Preventing and mitigating the life-long harms associated with childhood adversity is a clear international priority. Many organisations are striving for long-term, sustainable solutions to improve the wellbeing of populations. As International trends for crime decline and demand related to vulnerability (i.e. child maltreatment and domestic violence) increases, it is essential that the police respond using an early intervention approach to break intergenerational cycles of violence.

The research aimed to understand the current system for the response to vulnerability by a police force in Wales, UK. Objectives included understanding police perceptions on their ability to respond to vulnerability and identifying the current protocols for the management of vulnerability by the police and associated agencies.

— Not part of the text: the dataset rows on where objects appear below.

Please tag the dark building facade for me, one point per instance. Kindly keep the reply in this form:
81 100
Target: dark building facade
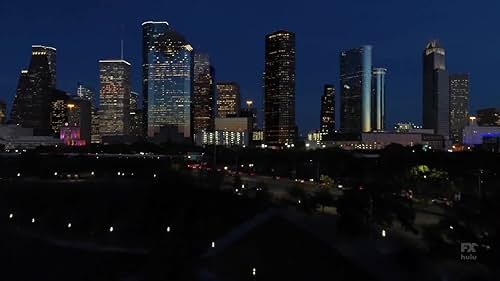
114 97
79 114
378 99
203 94
279 89
459 105
356 90
327 112
489 117
31 107
58 112
135 115
167 80
436 95
250 111
228 99
3 112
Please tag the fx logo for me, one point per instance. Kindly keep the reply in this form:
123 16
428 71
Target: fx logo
467 247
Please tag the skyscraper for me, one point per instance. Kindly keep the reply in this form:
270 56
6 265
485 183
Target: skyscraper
436 96
327 112
135 115
459 105
228 99
488 117
58 116
3 112
31 107
250 111
378 99
114 96
203 94
279 89
167 79
79 115
355 89
86 93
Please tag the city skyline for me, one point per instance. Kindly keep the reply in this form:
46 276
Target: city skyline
403 87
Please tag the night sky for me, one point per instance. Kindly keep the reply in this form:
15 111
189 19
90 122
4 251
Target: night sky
232 32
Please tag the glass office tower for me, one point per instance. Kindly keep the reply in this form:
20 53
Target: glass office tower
436 96
279 89
459 105
355 89
378 99
114 97
167 80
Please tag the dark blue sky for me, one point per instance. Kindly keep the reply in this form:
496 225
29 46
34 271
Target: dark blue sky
232 32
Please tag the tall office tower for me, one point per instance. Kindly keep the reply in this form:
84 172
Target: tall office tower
459 105
31 107
3 112
327 112
250 111
228 99
203 94
86 93
378 99
489 117
95 136
279 89
58 112
135 115
355 89
436 95
114 96
79 114
167 79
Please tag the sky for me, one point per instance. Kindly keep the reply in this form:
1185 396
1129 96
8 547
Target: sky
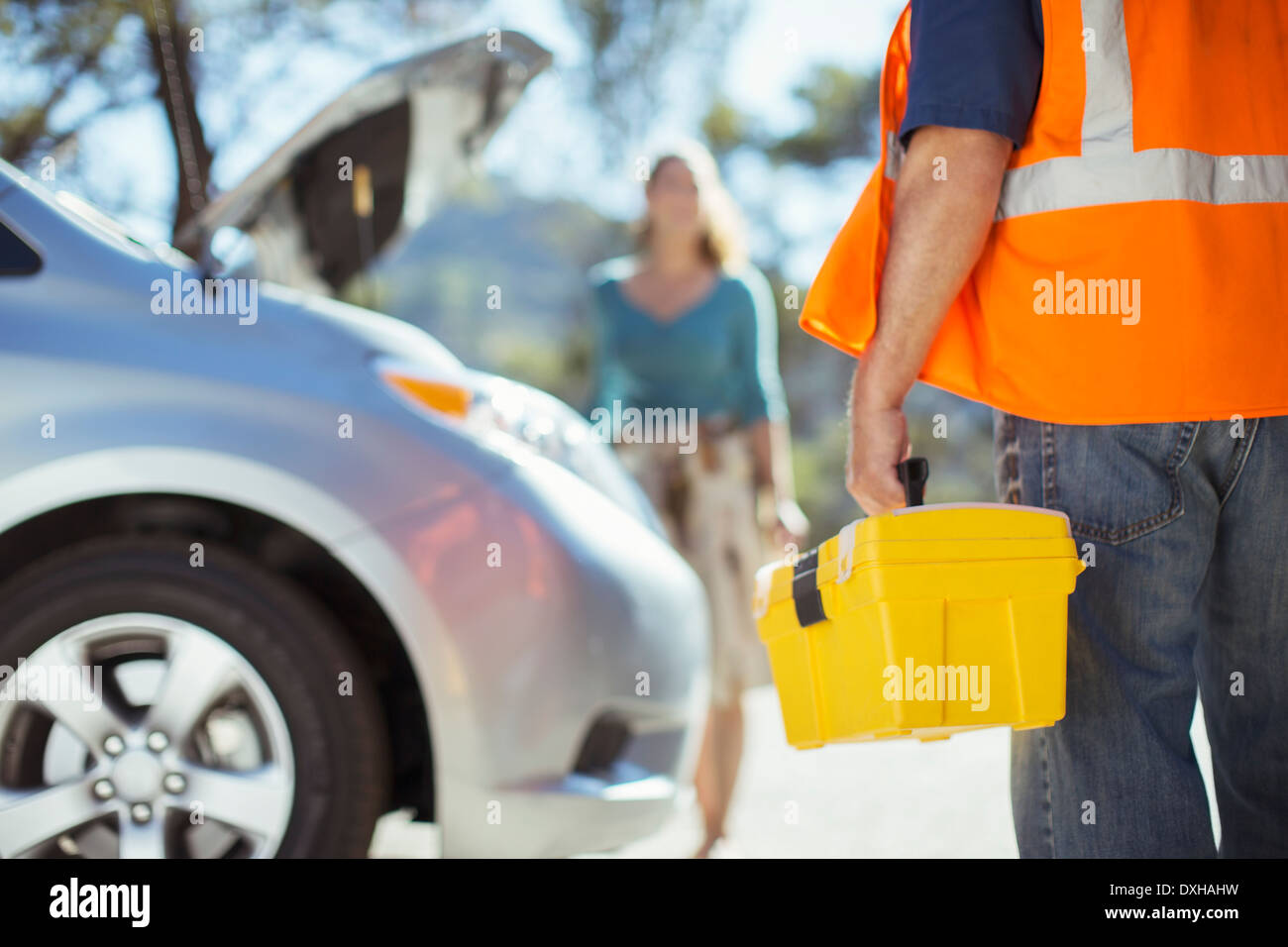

In October 2016 – January 2017, mixed methods research was conducted with a police force in Wales. Over 370 hours of operational policing was observed, 27 interviews and seven focus groups were conducted with police staff. Police safeguarding referral data for a 12 month period was also analysed to ascertain the scale of vulnerability.

The police encounter high levels of vulnerability related demand, with over 60 000 safeguarding referrals submitted in a 12 month period. Staff held diverse levels of understanding on vulnerability and the effects of childhood adversity or trauma. A varied capacity and opportunity to assess and respond to vulnerability was also reported. Challenges included cross-organisational working, highlighting the need for a shared understanding across services.

Traditional policing methods, training and systems need to adopt to this scale and type of demand. A range of recommendations have been developed to ensure policing can be more effective in preventing problems before they escalate. Policy implications include how police are trained, ensuring they respond to vulnerable individuals in a trauma-informed way. Implications of the findings for partnership working will be examined.